ROLE OF VOLTAGE-GATED NA+ AND CA2+ CHANNELS IN GONADOTROPIN-RELEASING HORMONE-INDUCED MEMBRANE-POTENTIAL CHANGES IN IDENTIFIED RAT GONADOTROPES

We have previously reported that GnRH induces rhythmic hyperpolarizations in male rat (35- to 45-day-old) gonadotropes by periodically opening apamin-sensitive Ca2+ activated K+ channels. Using the whole cell recording technique, we now show that these gonadotropes, identified with the reverse hemolytic plaque assay, express tetrodotoxin-sensitive Na+ channels and omega-conotoxin-insensitive, high voltage-activated Ca2+ channels that are partially sensitive to dihydropyridines. We found no low voltage-activated Ca2+ channels in these cells. At the normal resting potential, about 93% of the Na+ channels and 50% of the Ca2+ channels are inactivated. The GnRH-induced hyperpolarizations transiently remove the resting inactivation of Na+ and Ca2+ channels, enabling them to initiate action potentials at the termination of each hyperpolarization. Opening of Na+ channels accounts for the high rate of rise and the positive peak of the action potential. In addition, a significant fraction of Ca2+ channels should be activated during the action potentials, allowing a voltage-gated entry of extracellular Ca2+ that can enhance the frequency and amplitude of GnRH-induced intracellular Ca2+ oscillations.

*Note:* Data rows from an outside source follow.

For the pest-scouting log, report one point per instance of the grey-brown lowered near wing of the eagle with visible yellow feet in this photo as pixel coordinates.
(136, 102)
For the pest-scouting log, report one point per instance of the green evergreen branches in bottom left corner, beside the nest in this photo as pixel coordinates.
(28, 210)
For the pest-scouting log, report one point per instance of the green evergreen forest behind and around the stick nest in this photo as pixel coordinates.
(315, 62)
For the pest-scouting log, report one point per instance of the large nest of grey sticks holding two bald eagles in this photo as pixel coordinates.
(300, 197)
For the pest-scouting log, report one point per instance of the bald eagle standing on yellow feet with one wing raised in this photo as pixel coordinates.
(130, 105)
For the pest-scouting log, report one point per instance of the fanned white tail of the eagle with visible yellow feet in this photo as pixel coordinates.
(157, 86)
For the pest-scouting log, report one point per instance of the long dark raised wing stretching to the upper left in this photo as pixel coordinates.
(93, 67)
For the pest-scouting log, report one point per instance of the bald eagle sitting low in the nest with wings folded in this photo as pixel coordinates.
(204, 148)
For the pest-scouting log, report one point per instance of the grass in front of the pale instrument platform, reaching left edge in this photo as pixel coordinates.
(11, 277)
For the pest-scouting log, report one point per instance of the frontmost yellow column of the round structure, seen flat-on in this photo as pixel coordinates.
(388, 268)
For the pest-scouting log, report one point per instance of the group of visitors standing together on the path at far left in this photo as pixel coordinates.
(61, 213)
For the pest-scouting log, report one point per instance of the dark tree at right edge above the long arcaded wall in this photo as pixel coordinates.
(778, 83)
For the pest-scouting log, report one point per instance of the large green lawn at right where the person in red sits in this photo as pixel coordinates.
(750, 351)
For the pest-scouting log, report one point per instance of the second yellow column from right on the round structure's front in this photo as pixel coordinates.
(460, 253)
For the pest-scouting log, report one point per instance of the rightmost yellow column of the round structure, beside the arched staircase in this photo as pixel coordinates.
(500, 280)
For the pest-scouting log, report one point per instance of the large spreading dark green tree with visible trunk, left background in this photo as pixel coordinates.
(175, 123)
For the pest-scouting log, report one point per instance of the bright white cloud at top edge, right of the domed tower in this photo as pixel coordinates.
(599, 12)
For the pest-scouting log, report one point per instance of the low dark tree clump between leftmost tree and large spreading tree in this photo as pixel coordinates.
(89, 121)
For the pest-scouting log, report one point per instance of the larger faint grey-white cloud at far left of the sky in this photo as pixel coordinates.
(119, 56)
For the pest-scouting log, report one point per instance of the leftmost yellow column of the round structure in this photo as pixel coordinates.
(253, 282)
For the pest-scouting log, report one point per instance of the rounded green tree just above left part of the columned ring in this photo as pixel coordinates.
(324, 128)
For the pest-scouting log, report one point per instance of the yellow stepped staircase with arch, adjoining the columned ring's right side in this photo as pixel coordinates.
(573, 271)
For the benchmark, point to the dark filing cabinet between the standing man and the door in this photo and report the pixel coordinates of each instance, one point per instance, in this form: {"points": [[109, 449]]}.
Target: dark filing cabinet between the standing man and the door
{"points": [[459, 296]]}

Therefore, we envision the following role for action potentials in GnRH-stimulated Ca2+ responses: action potentials will open voltage-gated Ca2+ channels that allow entry of extracellular Ca2+, which can help to replenish the intracellular Ca2+ store and act as a coactivator in the stimulation of intracellular Ca2+ release from the inositol 1,4,5-trisphosphate-sensitive store.